Here it Seattle, it is a little bit different. The pyramid scheme hasn’t collapsed, but it is definitely slowing down. Tear-downs on steep grades aren’t selling in bidding wars the first week they go on the market any more. The good stuff is selling, but even good stuff at high prices isn’t moving. The market is slowing, but not everyone has realized that the party is over yet.

Meanwhile, the developers push on, and thousands of ugly condos and horrific townhouses are sprouting up. In the $300K to $500K range, middle class families still fight with real estate investors over houses. The investors will buy some new appliances, repaint the interior and have the house back on the market in six months for 50% over what they paid for it.

The bubble-burst hasn’t happened, but the writing is on the wall. The market can’t sustain the growth of the last 10 years. Expecting first time buyers to buy condos or town homes instead of single-family homes only makes sense when the condos and town homes are affordable, but the new condos and town homes within easy commuting distance of the city are still priced 10-15 times higher than the median income.

There is only one possible outcome to this craziness.

If we are lucky, the prices will stabilize into a much lower growth. This will mean that people who poured their life savings into their homes will essentially earn 0% on their investment and will have to figure out how to save for their retirements or kids tuitions some other way.

If we are unlucky, prices will start to slide, banks will start to call in the low down payment loans, and Seattle will be in for serious trouble as the property tax income dries up quickly and people can no longer afford their homes. Especially, with the new difficulty in declaring bankruptcy, this second option becomes quite scary.

I do think we’ll end up somewhere in the middle of those two options, but I’m no economist, I’m just a realist. People are still moving into the area and that will continue to provide a stabilizing factor to home prices (although I would expect to see immigration velocity slow as the cost of living here continues to increase). Hopefully, it will all work out. But then again, there isn’t any way I’m going to see real estate as an investment in the Seattle area for the foreseeable future.
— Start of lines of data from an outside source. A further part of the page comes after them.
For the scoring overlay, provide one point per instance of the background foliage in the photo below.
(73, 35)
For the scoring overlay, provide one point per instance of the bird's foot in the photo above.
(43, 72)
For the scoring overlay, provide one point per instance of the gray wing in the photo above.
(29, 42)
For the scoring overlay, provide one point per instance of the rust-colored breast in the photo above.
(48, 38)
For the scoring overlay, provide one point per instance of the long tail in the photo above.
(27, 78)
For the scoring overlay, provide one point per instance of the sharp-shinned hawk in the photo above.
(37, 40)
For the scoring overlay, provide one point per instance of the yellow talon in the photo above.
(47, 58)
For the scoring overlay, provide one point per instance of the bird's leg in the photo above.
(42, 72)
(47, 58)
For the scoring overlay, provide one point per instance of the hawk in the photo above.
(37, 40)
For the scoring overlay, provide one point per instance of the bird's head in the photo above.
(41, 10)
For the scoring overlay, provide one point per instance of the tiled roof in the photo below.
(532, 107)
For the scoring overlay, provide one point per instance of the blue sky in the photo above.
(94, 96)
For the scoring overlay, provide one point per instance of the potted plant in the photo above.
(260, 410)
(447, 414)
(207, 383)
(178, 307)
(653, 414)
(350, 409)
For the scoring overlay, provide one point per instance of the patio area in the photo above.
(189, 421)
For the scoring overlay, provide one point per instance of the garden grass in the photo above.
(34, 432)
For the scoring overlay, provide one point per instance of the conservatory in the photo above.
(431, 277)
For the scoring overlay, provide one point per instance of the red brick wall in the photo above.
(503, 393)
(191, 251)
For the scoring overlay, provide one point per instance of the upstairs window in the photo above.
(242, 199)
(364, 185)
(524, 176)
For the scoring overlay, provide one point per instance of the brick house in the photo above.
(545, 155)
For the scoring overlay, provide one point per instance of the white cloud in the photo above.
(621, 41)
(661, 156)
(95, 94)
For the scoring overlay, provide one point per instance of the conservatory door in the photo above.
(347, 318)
Here are some links that got me thinking (again) about this:

The Nerd’s Eye View on leaving Capitol Hill

The Seattle Times: Houses here cost more than you think This article makes the developer seem noble, like he’s looking out for the little guy. If you’ve ever seen the Townhome, Seattle Style, you know that, in actuality, they are soulless, neighborhood destroying, street-life eliminating little towers of evil. I’m not against town homes, I actually think that they are a decent way to do density if they are zoned well and integrated into the neighborhood (see: Pittsburgh, Philadelphia, Boston, and New York for examples). In Seattle, it is all about the quick buck. Tear down a house on a 4000 square foot lot and throw up four town houses in a 2×2 configuration with a tiny alley between them so that you can almost get a car into the garages that are inexplicably in the center of the lot. Those things are turning the city into a vast, ugly, uniform housing development.

Seattle Weekly: Rich Man, Poor Man A side-effect of the crazy condo market in Seattle is that a lot of apartment owners are converting their buildings into condos to cash out while the money is good. The net effect: less rentals available, and the cost of living rises. So far the flood of new condos into the Seattle market hasn’t collapsed the prices, but they definitely are not going up like they were a year ago. Especially because a lot of the initial buyers of the new units were investors who are now having a hard time turning their units over for a profit. (explaining the previously rising prices)

Seattle Post-Intelligencer: Sound Off on “Bungalows biting dust for Suburban-Style Homes” The original article is ok, but the response to the article is a much better read if you are trying to plumb the minds of the Seattle Zeitgeist. Of course, there are some nut-bag comments thrown in, but a lot of very reasoned expressions of opinion on all sides of the argument.